On your Second birthday- A letter to my daughter   Leave a comment

To my sweet baby,

You are two!

I wonder how long I will be able to get away with calling you sweet baby. If you ask me to stop I promise I will…

….at least out loud…

…. or at least in front of friends.

We had quite a year! Last year I marveled how you went from a tiny, squirming bundle of love to a stiff, legged baby toddler beginning a great adventure. I thought I knew how subtlely time marches on… but this year… oh, this year taught me a thing or two about subtlety. You took your first steps shortly before your first birthday and by my birthday a few weeks later you were fully mobile. Every day you lost some of the stiffness in your walk, your gait became smoother and more confidant.  Now when you are excited you run! And you don’t just run… no boring run from here to there for you… you gleefully dance and run at the same time, your arms waving wildly in the air.

There is pure joy about your every movement! (You run so much like Phoebe the character from one of my favorite television shows I have to wonder if I taught it to you somehow in the womb). Of course Daddy says I have a funny run too so maybe you learned it from me… but you definitely have me beat!

Your joy is not just in running…. you are so full of happiness and sweetness! It just radiates off you.  You love life and those around you so much you glow… and you make others glow. You are so kind and giving with your beautiful energy you make me so proud of you. When we were at Disney you bravely walked up to a woman you didn’t even know and threw yourself in her lap and hugged her for a good five minutes.

This woman, this total stranger, laughed and cried confessing that she had been watching you and missing her own children. She said that she needed that hug so badly. How did you know? I stood there twisting my fingers, so proud of you for knowing and so scared that you were so trusting of a stranger.

And you love your friends. You cried in my arms when the bad guy took Elmo’s blanket when we watched Elmo in Grouchland calling “Mo! Mo!”…because he was upset, so were you. You love to visit your friends and shower them with kisses, whether they want them or not. And you take such good care of your “baby”… so sweet.

You are happy to take the hand of a stranger or a friend to show them a flower, Elmo, music, or anything else that makes you happy. You are a happy child and you just want to share it with the world. Out of all the things about you that amaze and delight me this is the biggest. Because to me this joy, that you so willingly share, is a glimpse I get of your beautiful soul. It’s who you are, fundamentally, and I couldn’t be prouder.
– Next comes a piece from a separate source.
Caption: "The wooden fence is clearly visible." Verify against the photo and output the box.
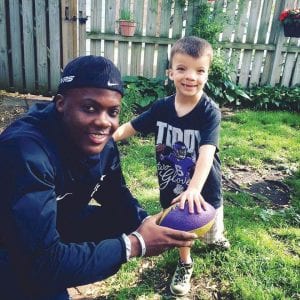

It also terrifies me because I know the world and I hope it never puts a damper on your light. I hope some stupid, ungrateful boy never uses it against you. I hope you keep your love of others but learn to protect yourself a bit because I will not always be able to stand by and stand guard you. Although, I am more than willing to follow you around and do so, but I strongly suspect you will not want that.

So no matter what the big world throws at you my little LA please always remember how good and kind and full of light and love that you are. And that’s who you are at your core and it’s a rare, beautiful thing to see. Daddy and I are both so proud of how happy and loving you are, we hope it is the love we give you reflected back… it is a lot of love by the way.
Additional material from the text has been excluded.